Question: I recently bought bleach to use to disinfect pots and trays. I brought Ultra Clorox bleach and used it at a one to nine ration as I had done with another bleach. When I called the Clorox service number, I was told not to use the Ultra product for this purpose. I wonder what is best to use now. I also know some people use vinegar. I have not been able to establish the measurements of a pH level to aim for when using vinegar for disinfecting. Any comments?
Answer: At the Violet Barn, we have long used both bleach and vinigar to clean and disinfect pots and trays, and often for leaves and cuttings as well. We’d always used the “one to nine” ratio, but this question forced us to do a bit more research. Here’s what we found.
First, “bleach is bleach”. The active ingredient (sodium hypochlorite) is the same in all bleaches. However, not all of what youcan buy is of the same strength–not all, or every brand of bleach, is the same. Ultra Clorox, for example, is simply a more concentrated form of “regular” Clorox. And your “generic” or “store brand” labels may be even less concentrated. Look on the label to compare the concentrations of the active ingredient. This will determine how much bleach you will need to use to effectively disinfect your pots.
Second, what is the recommended dilution? According to the EPA service bulletin for Clorox, the proper dilution rate for “plant containers in nurseries” (among other things), for the purpose of “plant parasitic nematodes, plant disease-causing fungi and general surface disinfection” is an approximately .85% active ingredient diultion rate. What does this mean? Ultra Clorox, for example, contains 6% active ingredient. When 1 part Ultra Clorox is mixed with 6 parts water, the dilution will be .85% (i.e. 6% divided by 7 total parts). If your bleach is more dilute, mis with less water. For example, our store brand bleach has about 3% active ingredient. We would mix 1 part of this store brand with 2 parts of wter to achieve the proper dilution (i.e. 3% divided by 3.5 total parts). If your bleach is more concentrated, dilute it more.
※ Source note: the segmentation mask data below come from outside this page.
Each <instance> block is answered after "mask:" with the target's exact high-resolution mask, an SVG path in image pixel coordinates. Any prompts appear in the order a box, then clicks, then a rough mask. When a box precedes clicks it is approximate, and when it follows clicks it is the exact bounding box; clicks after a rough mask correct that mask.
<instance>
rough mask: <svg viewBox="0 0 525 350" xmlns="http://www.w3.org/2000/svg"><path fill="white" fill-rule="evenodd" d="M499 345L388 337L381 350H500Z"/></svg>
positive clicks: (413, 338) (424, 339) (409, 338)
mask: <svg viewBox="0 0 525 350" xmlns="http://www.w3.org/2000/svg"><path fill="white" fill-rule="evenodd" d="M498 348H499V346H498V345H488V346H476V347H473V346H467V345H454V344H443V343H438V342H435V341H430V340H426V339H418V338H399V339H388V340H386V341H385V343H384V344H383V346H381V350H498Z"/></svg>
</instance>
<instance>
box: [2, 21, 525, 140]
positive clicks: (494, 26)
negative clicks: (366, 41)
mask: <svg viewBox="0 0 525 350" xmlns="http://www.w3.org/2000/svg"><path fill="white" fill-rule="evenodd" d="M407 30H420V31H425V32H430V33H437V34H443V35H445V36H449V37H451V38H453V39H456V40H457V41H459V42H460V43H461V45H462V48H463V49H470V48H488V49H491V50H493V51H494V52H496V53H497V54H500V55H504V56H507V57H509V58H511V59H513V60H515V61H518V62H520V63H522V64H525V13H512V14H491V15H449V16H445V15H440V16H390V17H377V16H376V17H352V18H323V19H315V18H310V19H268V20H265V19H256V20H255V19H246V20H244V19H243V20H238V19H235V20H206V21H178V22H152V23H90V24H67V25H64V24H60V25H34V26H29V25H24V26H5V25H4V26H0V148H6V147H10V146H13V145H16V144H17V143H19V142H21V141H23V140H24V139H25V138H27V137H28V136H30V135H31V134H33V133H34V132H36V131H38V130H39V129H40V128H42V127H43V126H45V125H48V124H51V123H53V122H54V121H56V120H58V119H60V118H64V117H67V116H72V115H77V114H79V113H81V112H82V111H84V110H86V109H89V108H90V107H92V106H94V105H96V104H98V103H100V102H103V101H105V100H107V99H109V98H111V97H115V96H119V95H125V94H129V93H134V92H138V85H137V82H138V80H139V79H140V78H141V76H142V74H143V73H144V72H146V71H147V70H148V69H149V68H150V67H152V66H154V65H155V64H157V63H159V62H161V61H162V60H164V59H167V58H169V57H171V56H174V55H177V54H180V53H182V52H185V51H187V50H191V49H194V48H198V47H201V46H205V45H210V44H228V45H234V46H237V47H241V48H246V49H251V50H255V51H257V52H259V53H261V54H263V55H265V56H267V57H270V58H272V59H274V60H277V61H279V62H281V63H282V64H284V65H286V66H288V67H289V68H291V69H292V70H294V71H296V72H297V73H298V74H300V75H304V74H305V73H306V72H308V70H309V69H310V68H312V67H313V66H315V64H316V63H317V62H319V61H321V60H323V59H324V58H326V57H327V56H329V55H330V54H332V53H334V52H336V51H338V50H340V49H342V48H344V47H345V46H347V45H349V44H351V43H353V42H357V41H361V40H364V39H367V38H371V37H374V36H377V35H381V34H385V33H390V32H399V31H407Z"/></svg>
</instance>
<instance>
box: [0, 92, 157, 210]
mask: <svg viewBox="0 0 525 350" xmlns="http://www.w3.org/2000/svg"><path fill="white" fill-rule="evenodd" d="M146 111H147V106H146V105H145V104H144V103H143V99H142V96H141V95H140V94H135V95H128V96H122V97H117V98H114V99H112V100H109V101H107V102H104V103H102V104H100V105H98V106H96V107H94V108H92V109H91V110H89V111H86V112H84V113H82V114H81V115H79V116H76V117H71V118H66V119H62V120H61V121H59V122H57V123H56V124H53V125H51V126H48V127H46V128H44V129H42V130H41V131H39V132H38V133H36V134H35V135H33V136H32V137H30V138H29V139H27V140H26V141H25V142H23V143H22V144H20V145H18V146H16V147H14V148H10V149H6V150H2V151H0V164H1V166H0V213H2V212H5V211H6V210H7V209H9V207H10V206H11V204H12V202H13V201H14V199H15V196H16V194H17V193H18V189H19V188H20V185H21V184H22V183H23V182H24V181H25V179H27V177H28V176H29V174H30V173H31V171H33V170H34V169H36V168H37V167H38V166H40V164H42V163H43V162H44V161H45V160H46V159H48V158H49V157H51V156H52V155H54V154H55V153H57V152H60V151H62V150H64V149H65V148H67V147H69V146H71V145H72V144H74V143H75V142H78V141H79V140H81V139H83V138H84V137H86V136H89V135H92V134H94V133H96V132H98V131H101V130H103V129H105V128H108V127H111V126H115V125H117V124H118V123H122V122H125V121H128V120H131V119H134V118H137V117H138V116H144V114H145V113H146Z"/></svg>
What about vinegar? Vinegar does two things. First, because it is acidic, and much of the “crust” or residue you find on old, used, pots is alkaline, it works very well to dissolve and clean away these. We’ll often soak really hard-to-clean pots in a pure (or nearly so) solution of white vinegar to make old pots look new again. Second, vinegar works well as a disinfectant, especially when used in combination with bleach–it makes the bleach even more effective as a disinfectant! It’s been found that bleach (which is slightly alkaline) is a much more effective disinfectant when it is acidic (pH 6 to 6.8). A recommened solution for household use, for example, would be a follows: 1 oz. bleach (6% dilution) added to one gallon water, then add 1 oz. white (5% distilled) vinegar.